La Nuova Caledonia è una cosiddetta Collectivité d’outre-mer o COM, suddivisione territoriale per le aree ex coloniali francesi subentrata nel 2003 ai TOM (Territorires d’outre mer) e ad altri territori con statuto speciale.

 

Come riportato da Renovatio 21, durante il coronavirus vi furono rivolte contro l’obbligo vaccinale nel territorio d’oltremare francese della Guadalupa, dove furono inviate le forze speciali e, incredibilmente, assicurato ai rivoltosi un vaccino COVID non-mRNA solo per loro. Proteste contro il vaccino obbligatorio si registrarono anche in Nuova Caledonia.

 

Continua il periodo sfortunato di Parigi con le sue ex colonie, che in Africa si rivoltano l’una dopo l’altra con l’influenza francese – preferendogli apertis verbis quella russa.
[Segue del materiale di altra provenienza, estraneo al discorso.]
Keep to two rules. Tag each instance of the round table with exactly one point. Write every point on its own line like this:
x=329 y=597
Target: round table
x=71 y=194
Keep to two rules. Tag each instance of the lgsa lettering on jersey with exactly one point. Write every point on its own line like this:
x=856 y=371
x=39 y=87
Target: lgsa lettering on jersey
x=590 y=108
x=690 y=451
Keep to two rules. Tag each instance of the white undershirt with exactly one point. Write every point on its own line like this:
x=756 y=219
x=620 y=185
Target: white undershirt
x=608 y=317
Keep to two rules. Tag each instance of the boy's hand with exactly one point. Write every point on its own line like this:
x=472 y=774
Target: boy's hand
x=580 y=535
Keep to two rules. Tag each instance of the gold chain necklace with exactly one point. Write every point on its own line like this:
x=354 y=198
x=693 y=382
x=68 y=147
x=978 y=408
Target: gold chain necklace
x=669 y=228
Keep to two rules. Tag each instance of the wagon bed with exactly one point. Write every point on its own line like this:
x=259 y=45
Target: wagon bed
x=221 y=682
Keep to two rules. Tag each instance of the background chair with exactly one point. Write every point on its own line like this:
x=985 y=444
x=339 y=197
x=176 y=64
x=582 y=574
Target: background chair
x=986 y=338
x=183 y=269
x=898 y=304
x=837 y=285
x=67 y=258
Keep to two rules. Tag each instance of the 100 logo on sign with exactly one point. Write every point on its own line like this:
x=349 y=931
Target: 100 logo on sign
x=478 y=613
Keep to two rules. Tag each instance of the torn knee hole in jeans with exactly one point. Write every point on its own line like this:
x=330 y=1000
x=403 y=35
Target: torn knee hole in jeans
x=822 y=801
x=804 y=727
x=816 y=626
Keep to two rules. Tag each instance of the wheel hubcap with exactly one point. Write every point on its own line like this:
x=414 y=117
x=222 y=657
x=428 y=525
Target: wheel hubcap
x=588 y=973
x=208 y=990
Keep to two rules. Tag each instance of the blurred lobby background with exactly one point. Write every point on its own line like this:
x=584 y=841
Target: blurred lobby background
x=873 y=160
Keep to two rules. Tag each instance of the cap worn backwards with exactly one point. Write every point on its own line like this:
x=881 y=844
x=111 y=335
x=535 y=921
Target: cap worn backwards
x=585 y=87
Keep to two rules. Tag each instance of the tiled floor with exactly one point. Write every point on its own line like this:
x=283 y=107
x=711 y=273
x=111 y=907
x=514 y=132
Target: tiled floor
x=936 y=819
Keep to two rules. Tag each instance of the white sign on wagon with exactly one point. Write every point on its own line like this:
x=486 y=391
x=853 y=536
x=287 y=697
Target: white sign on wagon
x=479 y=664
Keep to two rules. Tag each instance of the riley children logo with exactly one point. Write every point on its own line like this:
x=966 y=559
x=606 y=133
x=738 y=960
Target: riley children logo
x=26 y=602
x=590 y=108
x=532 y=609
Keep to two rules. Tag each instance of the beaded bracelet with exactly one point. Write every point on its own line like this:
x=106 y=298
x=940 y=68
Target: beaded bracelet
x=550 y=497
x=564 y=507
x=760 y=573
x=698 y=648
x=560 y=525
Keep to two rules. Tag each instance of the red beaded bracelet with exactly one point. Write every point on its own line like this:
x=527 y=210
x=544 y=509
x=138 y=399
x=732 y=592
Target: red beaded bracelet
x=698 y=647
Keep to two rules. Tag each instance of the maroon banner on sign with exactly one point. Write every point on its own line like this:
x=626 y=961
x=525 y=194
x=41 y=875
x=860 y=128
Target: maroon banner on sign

Il risentimento per la Francia e la sua storia coloniale era leggibile nella rabbia della rivolta etnica delle banlieue dello scorso anno e pure nei discorsi dell’allucinato accoltellatore della Gare de Lyon, il quale – passato come profugo per l’Italia – aveva pubblicato video in cui malediceva la Francia per aver oppresso lui ed i suoi antenati.

 

L’«impero francese» si sgretola proprio mentre Macron minaccia di continuo interventi in Ucraina – e mette in Costituzione il genocidio dei francesi tramite l’aborto di Stato.